3472 N. Clark
In France, much restaurant food comes in small, delicate, intricate portions that would double as works of culinary art.
Welcome to Antifrance.
Look, comrades: Lucky’s Sandwich Company is a comfort food place with plenty of beer, chicken wings, and loud Cub fans, but their main fare comes from the ungodly huge sandwiches. I’m not gonna lie, they’re pretty good for gigantic food. They’re filling (as hell) and the ingredients aren’t noticeably processed. It’s a tradition in Pittsburgh and many other places like it to have giant sandwiches filled with everything – including the side of fries.
So, how good are the fries? Let me put it this way: I would rather have year-old McDonald’s imitation fries than the fries on these sandwiches.
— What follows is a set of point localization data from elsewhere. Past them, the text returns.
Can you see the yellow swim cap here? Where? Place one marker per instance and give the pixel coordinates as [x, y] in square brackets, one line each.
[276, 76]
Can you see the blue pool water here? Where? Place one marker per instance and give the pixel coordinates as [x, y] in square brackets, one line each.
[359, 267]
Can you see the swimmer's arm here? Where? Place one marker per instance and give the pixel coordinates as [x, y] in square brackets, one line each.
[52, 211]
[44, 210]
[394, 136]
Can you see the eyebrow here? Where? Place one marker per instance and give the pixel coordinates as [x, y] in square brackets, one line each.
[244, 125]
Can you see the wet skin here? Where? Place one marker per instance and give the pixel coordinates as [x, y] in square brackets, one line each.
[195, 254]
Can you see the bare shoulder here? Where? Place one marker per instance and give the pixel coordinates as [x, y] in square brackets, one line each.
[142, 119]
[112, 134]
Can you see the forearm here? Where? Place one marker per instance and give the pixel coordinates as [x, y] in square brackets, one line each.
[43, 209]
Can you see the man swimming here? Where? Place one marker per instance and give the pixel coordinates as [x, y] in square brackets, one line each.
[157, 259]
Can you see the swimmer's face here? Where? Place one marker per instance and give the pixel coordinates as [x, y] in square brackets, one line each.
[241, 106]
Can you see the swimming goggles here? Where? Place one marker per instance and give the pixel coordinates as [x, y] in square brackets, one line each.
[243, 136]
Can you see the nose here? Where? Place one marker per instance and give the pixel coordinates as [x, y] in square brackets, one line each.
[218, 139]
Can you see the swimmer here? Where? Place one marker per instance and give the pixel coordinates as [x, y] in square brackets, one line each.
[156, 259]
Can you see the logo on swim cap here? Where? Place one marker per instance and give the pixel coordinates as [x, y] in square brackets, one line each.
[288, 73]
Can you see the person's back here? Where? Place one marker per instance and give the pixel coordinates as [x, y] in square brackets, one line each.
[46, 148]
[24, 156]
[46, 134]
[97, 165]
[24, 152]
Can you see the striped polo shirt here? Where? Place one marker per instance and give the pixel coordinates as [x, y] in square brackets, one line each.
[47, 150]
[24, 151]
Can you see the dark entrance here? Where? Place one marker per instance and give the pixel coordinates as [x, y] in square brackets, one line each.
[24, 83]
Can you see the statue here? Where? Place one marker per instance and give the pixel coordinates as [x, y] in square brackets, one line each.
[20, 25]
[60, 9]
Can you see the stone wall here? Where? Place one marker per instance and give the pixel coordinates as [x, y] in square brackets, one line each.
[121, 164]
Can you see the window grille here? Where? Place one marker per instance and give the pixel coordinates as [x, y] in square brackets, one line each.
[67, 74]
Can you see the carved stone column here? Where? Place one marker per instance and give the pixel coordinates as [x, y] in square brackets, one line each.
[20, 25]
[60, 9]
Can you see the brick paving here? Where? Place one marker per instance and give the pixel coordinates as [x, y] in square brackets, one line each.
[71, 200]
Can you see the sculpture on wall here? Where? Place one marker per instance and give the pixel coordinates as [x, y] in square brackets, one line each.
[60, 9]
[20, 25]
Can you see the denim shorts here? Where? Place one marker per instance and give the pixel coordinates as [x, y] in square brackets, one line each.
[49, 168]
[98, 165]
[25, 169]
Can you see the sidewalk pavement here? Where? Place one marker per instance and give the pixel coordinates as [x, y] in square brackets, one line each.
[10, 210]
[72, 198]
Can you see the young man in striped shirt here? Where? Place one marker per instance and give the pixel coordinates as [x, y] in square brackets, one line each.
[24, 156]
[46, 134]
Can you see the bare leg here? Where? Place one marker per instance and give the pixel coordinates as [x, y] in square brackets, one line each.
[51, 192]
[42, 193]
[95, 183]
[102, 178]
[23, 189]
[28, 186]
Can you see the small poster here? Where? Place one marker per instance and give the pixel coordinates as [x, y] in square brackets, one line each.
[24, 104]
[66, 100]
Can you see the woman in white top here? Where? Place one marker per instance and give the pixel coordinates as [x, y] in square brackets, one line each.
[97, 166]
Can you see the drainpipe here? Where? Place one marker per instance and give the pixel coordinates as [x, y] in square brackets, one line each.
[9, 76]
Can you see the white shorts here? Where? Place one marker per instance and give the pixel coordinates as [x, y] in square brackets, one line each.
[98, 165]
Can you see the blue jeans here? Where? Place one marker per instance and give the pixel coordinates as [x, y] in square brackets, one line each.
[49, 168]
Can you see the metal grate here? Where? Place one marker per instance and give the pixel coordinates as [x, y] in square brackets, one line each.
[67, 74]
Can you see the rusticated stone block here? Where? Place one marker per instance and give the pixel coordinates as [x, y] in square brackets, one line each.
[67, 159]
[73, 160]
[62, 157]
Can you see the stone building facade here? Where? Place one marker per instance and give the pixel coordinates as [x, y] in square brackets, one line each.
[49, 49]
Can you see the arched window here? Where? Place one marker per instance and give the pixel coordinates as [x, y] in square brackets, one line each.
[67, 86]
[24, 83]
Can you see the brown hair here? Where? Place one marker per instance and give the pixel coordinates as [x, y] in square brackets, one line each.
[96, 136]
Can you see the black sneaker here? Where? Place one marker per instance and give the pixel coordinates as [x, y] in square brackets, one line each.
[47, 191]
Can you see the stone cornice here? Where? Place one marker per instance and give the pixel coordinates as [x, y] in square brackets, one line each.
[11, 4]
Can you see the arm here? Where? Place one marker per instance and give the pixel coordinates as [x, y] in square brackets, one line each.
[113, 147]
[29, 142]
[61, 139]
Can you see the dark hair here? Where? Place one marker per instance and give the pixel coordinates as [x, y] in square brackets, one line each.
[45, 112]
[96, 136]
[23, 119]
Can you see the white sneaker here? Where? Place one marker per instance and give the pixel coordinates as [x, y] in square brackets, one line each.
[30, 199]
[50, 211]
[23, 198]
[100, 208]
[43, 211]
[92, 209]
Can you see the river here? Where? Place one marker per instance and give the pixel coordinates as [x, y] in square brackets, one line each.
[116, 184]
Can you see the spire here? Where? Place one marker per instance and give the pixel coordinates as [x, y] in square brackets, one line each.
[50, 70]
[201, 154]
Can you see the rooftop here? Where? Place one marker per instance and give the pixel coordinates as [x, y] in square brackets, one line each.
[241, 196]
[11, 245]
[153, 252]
While most fries are yellow and brown, these are burnt orange, which would be forgivable if they were sweet potato fries – but they aren’t. They smell like the bathroom at an Al’s Italian Beef, and they slip from your fingers with all the oil if you try to pick them up. I ate a Lucky’s Corned Beef sandwich in my room and had to pick out all the fries and throw them away – and my room still smells awful. It just got cleaned two days ago. This is demonically unforgivable.
What’s even more mind-boggling: Lucky’s has a policy of no-mayonnaise-whatsoever on their sandwiches. Perhaps they realized “hey, if the sandwich has these slow-death sticks we call fries AND mayo, all of our customers would get pacemakers at our expense!” I would prefer to eat a sea of miracle whip compared to these life-sucking stomach torpedoes that they don’t even put on the side!
This place isn’t in the “the bad” category because, sans the fries, the sandwiches are damn good. So, if you’re going to order a Lucky’s sandwich, say “no fries please” unless you’re into taste bud masochism.